Fall prevention NCLEX-RN Practice Questions

Fall Prevention NCLEX-RN Practice Questions help you master safety strategies fundamental to nursing care. Falls are among the most common and preventable adverse events across inpatient, long-term, and community settings. These questions target practical, high-yield interventions: risk assessment tools (like Morse Fall Scale), medication-related fall risks, environmental modifications, transfer and ambulation techniques, restraint alternatives, and post-fall priorities.
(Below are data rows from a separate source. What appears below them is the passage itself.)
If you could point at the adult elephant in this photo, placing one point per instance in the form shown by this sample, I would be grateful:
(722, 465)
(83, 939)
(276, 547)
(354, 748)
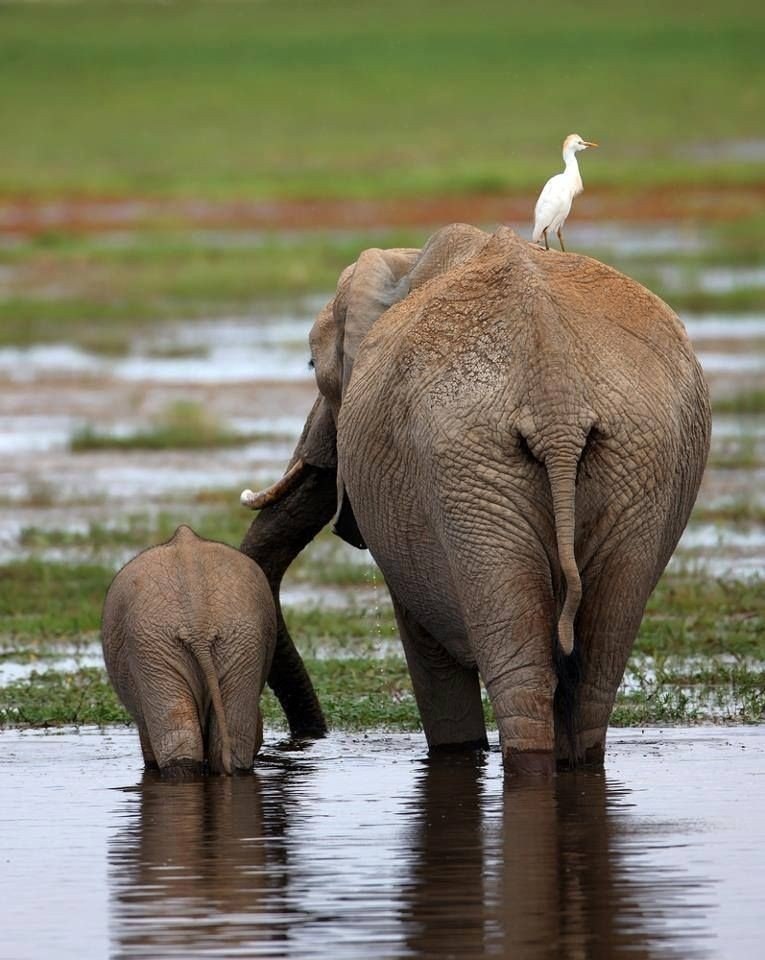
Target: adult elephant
(519, 436)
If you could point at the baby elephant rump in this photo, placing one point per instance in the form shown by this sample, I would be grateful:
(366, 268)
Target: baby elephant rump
(188, 632)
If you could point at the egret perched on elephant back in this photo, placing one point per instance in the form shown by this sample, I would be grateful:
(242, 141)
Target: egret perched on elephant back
(519, 440)
(554, 203)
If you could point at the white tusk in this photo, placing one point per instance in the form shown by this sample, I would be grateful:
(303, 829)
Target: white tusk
(274, 493)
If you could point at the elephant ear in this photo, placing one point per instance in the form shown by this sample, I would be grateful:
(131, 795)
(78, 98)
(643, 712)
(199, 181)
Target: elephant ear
(379, 280)
(318, 443)
(450, 247)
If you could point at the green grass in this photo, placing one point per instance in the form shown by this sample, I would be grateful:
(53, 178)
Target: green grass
(698, 656)
(344, 98)
(739, 453)
(748, 402)
(103, 295)
(181, 426)
(40, 601)
(740, 512)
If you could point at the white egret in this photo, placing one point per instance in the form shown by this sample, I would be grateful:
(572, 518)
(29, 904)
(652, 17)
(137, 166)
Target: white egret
(558, 193)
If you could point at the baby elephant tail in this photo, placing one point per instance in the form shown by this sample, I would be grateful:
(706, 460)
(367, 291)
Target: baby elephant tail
(201, 652)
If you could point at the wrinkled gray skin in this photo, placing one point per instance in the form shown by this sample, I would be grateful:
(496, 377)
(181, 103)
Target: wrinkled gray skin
(519, 439)
(188, 634)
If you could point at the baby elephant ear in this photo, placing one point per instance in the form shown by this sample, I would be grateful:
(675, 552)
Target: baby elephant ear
(378, 281)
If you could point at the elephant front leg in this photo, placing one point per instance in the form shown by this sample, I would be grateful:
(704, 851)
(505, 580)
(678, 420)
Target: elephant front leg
(448, 695)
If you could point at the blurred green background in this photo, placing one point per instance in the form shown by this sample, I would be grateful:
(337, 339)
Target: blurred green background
(338, 99)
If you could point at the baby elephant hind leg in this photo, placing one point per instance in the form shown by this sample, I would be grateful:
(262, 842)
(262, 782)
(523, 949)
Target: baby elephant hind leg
(240, 668)
(173, 729)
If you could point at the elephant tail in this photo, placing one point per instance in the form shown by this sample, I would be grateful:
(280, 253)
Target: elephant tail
(201, 653)
(561, 472)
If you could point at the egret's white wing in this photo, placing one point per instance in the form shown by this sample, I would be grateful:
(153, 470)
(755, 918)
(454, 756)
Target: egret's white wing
(554, 202)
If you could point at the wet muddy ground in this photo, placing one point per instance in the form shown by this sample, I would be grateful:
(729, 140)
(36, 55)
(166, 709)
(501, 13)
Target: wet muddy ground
(251, 373)
(353, 847)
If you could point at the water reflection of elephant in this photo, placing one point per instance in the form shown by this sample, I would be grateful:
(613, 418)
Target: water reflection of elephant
(535, 872)
(191, 872)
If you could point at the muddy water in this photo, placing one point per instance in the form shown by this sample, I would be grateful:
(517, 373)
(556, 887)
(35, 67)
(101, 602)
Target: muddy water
(355, 848)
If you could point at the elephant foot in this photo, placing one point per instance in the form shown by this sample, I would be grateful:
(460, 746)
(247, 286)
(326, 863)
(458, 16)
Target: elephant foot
(529, 763)
(183, 769)
(464, 746)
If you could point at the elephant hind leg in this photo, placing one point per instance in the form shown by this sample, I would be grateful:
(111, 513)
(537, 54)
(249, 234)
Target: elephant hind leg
(613, 601)
(448, 695)
(174, 729)
(241, 680)
(513, 649)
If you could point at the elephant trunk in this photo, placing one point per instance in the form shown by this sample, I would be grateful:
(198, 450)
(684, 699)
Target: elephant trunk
(274, 493)
(276, 536)
(561, 472)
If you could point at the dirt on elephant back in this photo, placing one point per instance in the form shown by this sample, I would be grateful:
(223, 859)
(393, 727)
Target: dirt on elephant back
(29, 216)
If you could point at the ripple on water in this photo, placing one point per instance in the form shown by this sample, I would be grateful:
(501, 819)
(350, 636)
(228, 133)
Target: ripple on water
(353, 846)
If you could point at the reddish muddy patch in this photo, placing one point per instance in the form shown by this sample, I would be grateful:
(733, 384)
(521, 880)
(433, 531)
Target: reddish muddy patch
(29, 215)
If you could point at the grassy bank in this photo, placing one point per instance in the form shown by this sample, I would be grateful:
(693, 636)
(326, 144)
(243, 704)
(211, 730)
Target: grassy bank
(361, 99)
(100, 294)
(698, 657)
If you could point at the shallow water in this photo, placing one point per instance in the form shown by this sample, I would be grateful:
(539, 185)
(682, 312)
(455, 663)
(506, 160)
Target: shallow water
(358, 847)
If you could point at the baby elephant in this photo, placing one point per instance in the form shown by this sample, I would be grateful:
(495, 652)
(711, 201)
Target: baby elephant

You’ll practice prioritizing care for older adults, patients with delirium or orthostatic hypotension, and those on high-risk medications (opioids, sedatives, diuretics, antihypertensives, anticoagulants). Each scenario reflects real NCLEX-level decision-making to strengthen clinical judgment. Use this set to refine swift, safe responses and to integrate patient-centered education that prevents injury and promotes mobility and independence.

Q1. A hospitalized older adult with delirium is identified as high risk for falls, especially at night. Which initial intervention is most effective to reduce fall risk?

  • Implement hourly rounding with scheduled toileting, pain assessment, and offer of assistance
  • Raise all four side rails to prevent the patient from getting out of bed
  • Apply bilateral wrist restraints during nighttime hours
  • Encourage family to bring soft slippers from home

Correct Answer: Implement hourly rounding with scheduled toileting, pain assessment, and offer of assistance

Q2. Which medication most directly increases a patient’s risk for falls due to sedation and impaired coordination?

  • Lorazepam
  • Metoprolol
  • Acetaminophen
  • Famotidine

Correct Answer: Lorazepam

Q3. A patient falls in the hallway. What is the nurse’s priority action?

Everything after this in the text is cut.